MACHINE LEARNING BREAKTHROUGH
Jamie Shotton, a Cambridge researcher, proposed a solution. He suggested teaching the machine learning system to distinguish one part of a person’s body from another.
“I have to say that when he first proposed it, I never thought it would work,” Blake says. But Shotton had worked a lot with computer recognition. For his Ph.D. thesis, he trained a computer to differentiate cows, grass, and other elements from a photo taken in the countryside by studying it pixel by pixel. So Shotton went ahead and tried the recognition approach on the tracking problem.
It only took about three months for Shotton to demonstrate that his method would work. Over the next few months, Blake’s team collaborated with the Xbox group’s engineers in an extensive machine learning project. The machine learning system was “taught” to recognize people in all shapes and sizes and in many different poses. To do this, the researchers uploaded more than a million images of different people in different positions. To teach the system how to recognize body parts, the team used a computer graphics algorithm to render color-coded images representing the different body parts. They eventually created a machine learning algorithm that could analyze each pixel in an image and determine which limb it was.
Kinect’s 3-D camera, developed by the Xbox team, was crucial to the solution, according to Blake. In his group’s previous work on real-time motion capture, an ordinary Web cam was used. “It was a heavy load to put on a computer because it could not easily separate an object or person from the background,” Blake says. “The 3-D camera relieved that load.”

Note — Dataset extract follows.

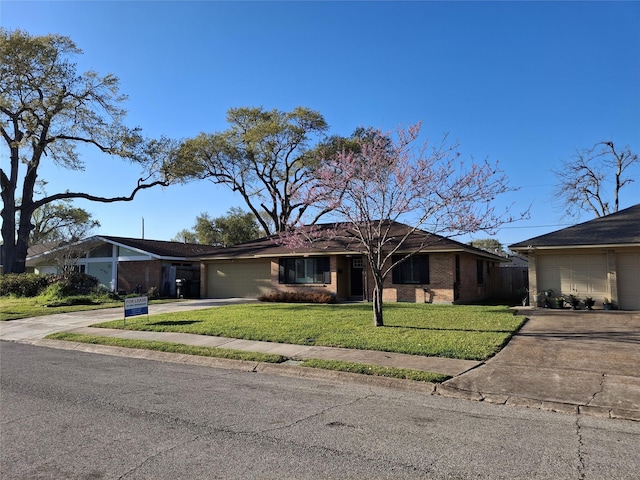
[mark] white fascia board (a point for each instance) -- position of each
(573, 247)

“It made the machine learning system capable of recognizing depth,” he continues. This meant that it could better recognize body parts, as well as track people both close to and far from the camera.
When a player steps in front of the 3-D camera, Kinect automatically begins to classify the image of the person—pixel by pixel—based on rules learned from the million or so images it has seen. Kinect classifies a player’s limbs independently on each frame from the camera so that it doesn’t lose track, and it doesn’t matter how rapidly the player moves. Kinect is also capable, using further techniques developed by the Xbox team, to recognize more than one person, making two-player games possible.
“The result is really quite revolutionary,” Blake says. “It took a lot of collaboration between our group and the Xbox engineers to make this happen. Even three or four years ago you could only dream about something like Kinect.”
Games that have been developed for Kinect include a variety of dance, exercise, and sports games, such as bowling, volleyball, and running. And with more than 2.5 million Kinects sold since launch, Blake is excited about the future. “I think we are pushing the boundaries of gaming and broadening its appeal,” he says. “Even people who may not consider themselves gamers can have a good time playing Kinect.”